RT-qPCR was performed in order to identify the expression profile of lncRNA-ROR, H19 and MALAT-1 in the breast cancer MCF7 cell line, and its CSC subpopulation identified as CD133-positive. It was revealed that MALAT-1, but not of lncRNA-ROR or H19 was significantly upregulated in CSCs compared with MCF7 cells. Following MALAT-1-knockdown, the subpopulation of CD133-positive significantly decreased. These results indicated that MALAT-1 expression level may positively regulate the expression of CD133 or the portion of CSC subpopulation in MCF7 cells in an uncertain mechanism. Next, the present study provided evidence that MALAT-1 expression is able to promote the self-renewal capacity of cells in vitro. Accumulating evidence has demonstrated that CSCs interact with metastasis and recurrence (7,25). It is reported that CD44 expression in breast and pancreatic tumors present enhanced metastatic capacities (8,9,26,27). Thus, the effects of MALAT-1 on the migration and invasion of CSCs were demonstrated by Transwell assay. The results demonstrated that MALAT-1 positively regulates the migration and invasion of CSCs.

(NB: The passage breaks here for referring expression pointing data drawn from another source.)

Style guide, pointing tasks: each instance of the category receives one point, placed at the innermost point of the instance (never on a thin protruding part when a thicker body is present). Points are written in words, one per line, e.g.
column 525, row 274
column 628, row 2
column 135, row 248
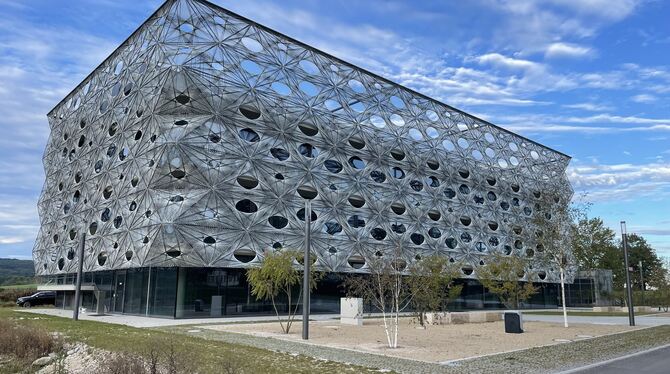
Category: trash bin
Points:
column 513, row 322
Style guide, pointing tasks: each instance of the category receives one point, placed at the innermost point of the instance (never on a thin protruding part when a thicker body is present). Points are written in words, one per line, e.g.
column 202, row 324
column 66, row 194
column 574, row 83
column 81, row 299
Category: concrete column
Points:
column 181, row 293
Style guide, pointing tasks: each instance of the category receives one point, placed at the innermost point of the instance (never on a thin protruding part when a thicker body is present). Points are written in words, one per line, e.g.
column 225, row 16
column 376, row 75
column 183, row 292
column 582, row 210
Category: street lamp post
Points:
column 641, row 281
column 307, row 263
column 629, row 291
column 80, row 267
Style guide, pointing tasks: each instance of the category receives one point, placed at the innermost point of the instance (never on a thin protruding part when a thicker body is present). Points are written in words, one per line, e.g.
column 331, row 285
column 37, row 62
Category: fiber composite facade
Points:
column 194, row 143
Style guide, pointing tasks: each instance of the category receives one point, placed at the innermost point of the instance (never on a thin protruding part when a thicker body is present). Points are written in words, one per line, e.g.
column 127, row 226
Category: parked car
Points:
column 39, row 298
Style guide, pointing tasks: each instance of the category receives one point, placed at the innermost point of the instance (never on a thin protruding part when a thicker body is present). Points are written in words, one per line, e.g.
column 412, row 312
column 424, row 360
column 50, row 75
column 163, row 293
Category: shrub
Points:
column 123, row 363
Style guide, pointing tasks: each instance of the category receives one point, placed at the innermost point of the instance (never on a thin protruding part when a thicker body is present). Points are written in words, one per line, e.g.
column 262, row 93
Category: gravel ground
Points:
column 534, row 360
column 434, row 344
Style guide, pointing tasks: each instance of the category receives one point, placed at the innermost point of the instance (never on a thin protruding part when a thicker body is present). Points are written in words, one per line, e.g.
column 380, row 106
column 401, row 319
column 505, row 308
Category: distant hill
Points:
column 14, row 271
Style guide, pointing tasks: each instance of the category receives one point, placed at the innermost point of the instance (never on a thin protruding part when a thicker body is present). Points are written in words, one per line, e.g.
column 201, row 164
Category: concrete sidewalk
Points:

The expression level of MALAT-1 appears to be critical in regulating the physiological processes of CSCs, and also of a major population of tumor cells. Compared with adjacent tissues, in lung (10,28), liver (11,29) and prostate (12,30) cancer, MALAT-1 has been revealed to be upregulated, and exhibit a tumor-promoting function. The data in the current study demonstrated that, in the CSC subpopulation, MALAT-1 expression was significantly higher compared with that in the MCF7 cells. However, further studies are required to elucidate whether the expression level of MALAT-1 is the key factor for inducing tumorigenesis via the promotion of CSC formation. Taken together, the results of the present study demonstrated the potential function of long non-coding RNA MALAT-1 in maintaining the stem phenotype of CSC from breast cancer, which indicates it as a potential therapeutic target for treating breast cancer by targeting to CSCs.